See you at the arena, or the ballpark,

@kram207

 



Categories: Kram's Korner - From the Club Level, Lehigh Valley IronPigs, Phantoms Hockey, Reading Phillies

7 replies

  1. I’m with you…best gift was the inaugural stick. Only problem was they were still handing them out year 2…as 3 stars of the game sticks and promo in the store for Black Friday. Would just be nice for something unique to us. And I hope I’m not the fan in front of you that never sits down lol….

    • Nah I’m no longer in the 106. Changed seats for this season and it’s mostly better just annoying last night. Interestingly, I get less annoyed following power play goals. 😀

      • Oh and yeah the sticks became quite ubiquitous but I figured they ordered a ton of them and at least they weren’t giving them out at the door or selling them for $2 in the store. It was special enough for me, and the other thing was when we got them: at contract signing. Made it part of the “event” as it were.

  2. I am coming from this at a little different angle. I have no reference to baseball or any other sport. Other than minor league hockey, the last other sport that I had season tickets for was the Pittsburgh Gladiators the first two years of Arena Football.

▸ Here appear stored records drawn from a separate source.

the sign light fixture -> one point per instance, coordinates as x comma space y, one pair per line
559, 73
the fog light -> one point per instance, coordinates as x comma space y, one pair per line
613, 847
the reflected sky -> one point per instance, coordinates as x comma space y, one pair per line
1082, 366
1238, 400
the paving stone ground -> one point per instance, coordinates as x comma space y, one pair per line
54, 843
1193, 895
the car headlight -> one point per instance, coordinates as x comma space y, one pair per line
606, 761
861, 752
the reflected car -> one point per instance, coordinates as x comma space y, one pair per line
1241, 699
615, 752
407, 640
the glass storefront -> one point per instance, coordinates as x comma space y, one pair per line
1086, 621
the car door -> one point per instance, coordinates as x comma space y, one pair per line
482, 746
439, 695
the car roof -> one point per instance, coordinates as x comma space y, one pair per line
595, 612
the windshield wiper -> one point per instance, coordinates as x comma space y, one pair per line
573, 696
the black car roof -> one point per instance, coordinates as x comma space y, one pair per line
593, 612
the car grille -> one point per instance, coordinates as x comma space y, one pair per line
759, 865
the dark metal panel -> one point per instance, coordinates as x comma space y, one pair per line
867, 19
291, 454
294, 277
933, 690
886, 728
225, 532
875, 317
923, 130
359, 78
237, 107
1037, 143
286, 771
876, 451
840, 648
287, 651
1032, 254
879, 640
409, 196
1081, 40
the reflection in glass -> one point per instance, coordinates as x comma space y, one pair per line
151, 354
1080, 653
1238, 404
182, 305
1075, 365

    I think the LV Phantoms STHs are in pretty good shape when you consider the overall benefits package. Movie Night, the Carnival, the player events are options that not many other teams offer their STHs. Any gift that is being planned for so many people is inherently going to receive some criticism. We are all different in age, expectations, parents or singles, so many preferences, etc. I am one of only two persons who had season tickets with both the ADK Phantoms and the LV Phantoms (same owners). If anyone wants to see, I can show them what we got in Glens Falls. I think it may give you some perspective.

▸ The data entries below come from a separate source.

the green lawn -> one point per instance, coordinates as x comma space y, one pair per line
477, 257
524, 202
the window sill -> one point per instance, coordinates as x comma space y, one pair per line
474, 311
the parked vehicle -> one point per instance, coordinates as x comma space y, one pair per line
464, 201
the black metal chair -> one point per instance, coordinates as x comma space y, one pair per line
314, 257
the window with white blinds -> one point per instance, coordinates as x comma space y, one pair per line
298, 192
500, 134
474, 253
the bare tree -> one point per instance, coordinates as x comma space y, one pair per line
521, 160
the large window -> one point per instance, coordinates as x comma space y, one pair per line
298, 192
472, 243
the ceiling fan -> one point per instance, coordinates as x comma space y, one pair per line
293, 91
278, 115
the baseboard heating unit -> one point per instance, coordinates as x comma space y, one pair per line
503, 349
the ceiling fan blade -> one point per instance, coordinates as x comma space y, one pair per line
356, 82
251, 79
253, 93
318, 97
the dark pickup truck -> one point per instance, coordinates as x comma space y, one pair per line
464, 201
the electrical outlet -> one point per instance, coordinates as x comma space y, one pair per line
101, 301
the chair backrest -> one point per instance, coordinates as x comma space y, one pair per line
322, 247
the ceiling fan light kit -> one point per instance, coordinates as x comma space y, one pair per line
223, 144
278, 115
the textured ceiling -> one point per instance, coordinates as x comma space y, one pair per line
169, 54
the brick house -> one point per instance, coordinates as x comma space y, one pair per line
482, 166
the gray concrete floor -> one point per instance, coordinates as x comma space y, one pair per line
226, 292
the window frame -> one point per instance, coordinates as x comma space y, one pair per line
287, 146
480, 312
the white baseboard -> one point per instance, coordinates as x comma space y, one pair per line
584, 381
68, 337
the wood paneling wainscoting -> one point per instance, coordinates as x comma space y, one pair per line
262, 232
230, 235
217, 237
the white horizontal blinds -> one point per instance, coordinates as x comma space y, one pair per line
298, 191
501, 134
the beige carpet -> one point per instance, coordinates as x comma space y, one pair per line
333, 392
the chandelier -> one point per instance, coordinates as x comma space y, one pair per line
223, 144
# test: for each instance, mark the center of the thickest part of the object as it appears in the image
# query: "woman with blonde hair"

    For those old-timers who like to say, “Things were better at the Spectrum”, remember this. STHs at the Spectrum usually got one gift per account. So, if you had two seats in your name, you got one gift. If you had four seats, you got one gift. Again, perspective.

    I am not always able to take advantage of some of the Phantoms STH benefits, but there is no doubt in my mind that the ownership group has the best intentions in what they provide for their fans. Perhaps they don’t understand that exclusivity is important to many of us. The inclusion of non-STHs at the Carnival rankles some people, I’m sure. Obviously Ruth had some issue with the inaugural sticks.

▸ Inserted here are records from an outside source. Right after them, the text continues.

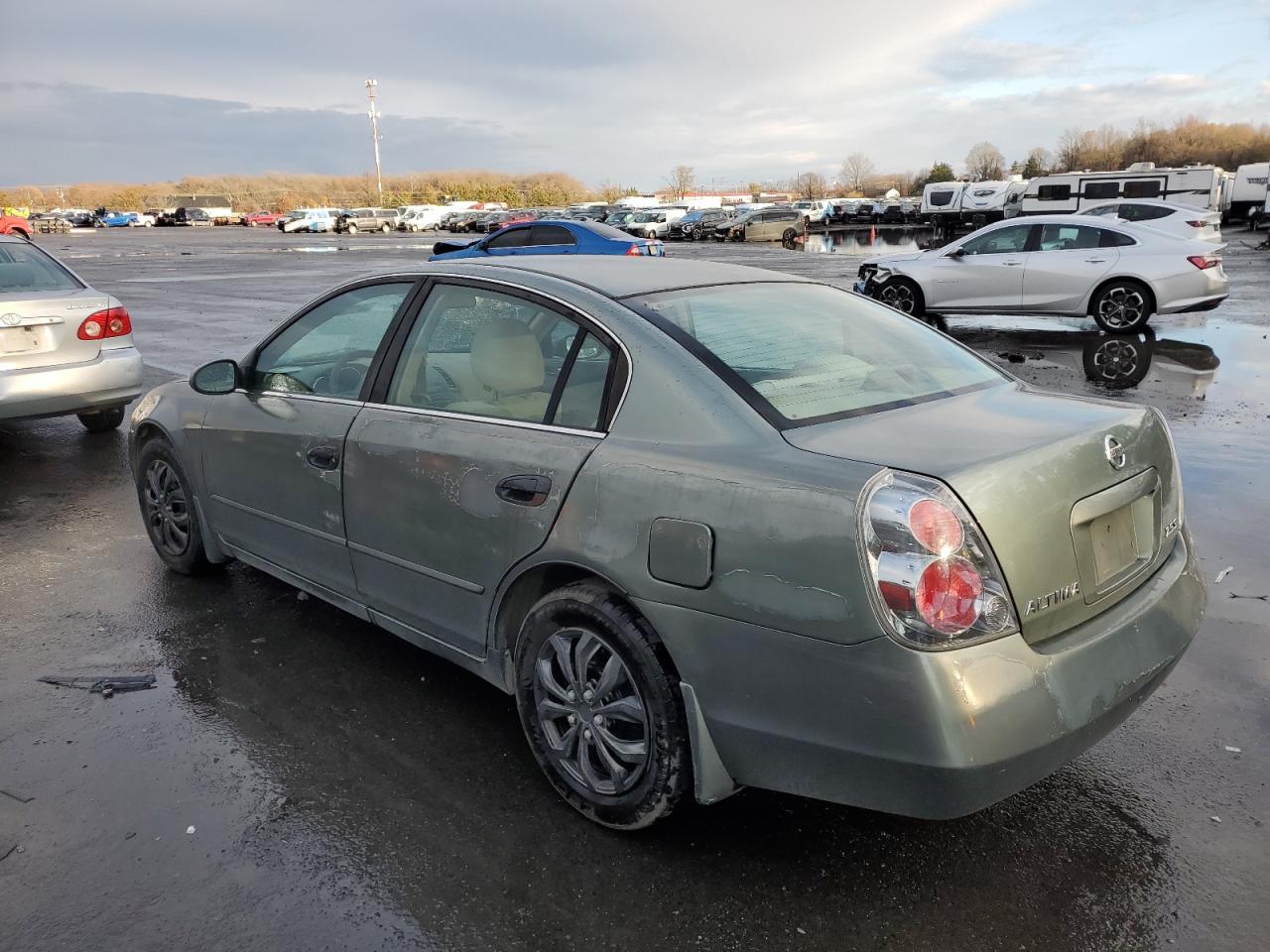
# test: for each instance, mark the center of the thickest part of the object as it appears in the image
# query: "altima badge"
(1114, 452)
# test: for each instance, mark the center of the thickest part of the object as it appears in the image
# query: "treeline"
(281, 191)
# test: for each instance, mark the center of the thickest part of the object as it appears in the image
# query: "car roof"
(617, 276)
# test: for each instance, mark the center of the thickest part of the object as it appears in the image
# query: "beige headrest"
(507, 358)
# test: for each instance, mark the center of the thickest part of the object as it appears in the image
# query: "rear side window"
(1142, 189)
(1114, 239)
(24, 268)
(806, 353)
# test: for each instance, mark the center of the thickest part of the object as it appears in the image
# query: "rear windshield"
(807, 353)
(24, 268)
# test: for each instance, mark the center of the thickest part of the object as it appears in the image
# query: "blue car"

    I go to a lot of away games. I have been doing this since 2004. I have made hockey friends at many, many AHL arenas over the years and still keep in touch with many, even if it is just the annual Christmas card. Instead of griping about a bobblehead that was given to me for free, I think about what my friends in Albany, Hamilton and Lowell didn’t get again this year; a local hockey team.

    • Hmm, that seems like a long way of saying, “Just be happy you have hockey.” 😉

      For my part, I hope I was diplomatic enough to make it clear that I appreciate the gifts–all of them–as well as the thought that might go into attempting them year after year. I even questioned the need for them, to begin with, and provided a solution to make more STH fans happy!

      I was also careful where I posted this column on social media sites, because it was never intended to generate a “complaint box” of other issues–although I welcome them here as appropriate.

      And unfortunately, I now know the feeling of losing a team–twice. Today it was made as official as it could be, Bethlehem Steel FC will not be back in the Lehigh Valley and was renamed “Union II.” This, along with the demise of the family-owned SteelHawks leaves me a bit unfulfilled (within reason, of course, with my 140-games worth of baseball tickets and however many hockey games we get this season in Allentown.)

      • Not necessarily intended to sound like that, but it is true in some aspects. The Phantoms have private ownership, which is slowly decreasing in the AHL. The bottom line is more important to the owners than when Comcast owned the team. As a STH, I think we are treated well. I also agree that exclusivity of some of the perks comes into play as far as being treated as “special”.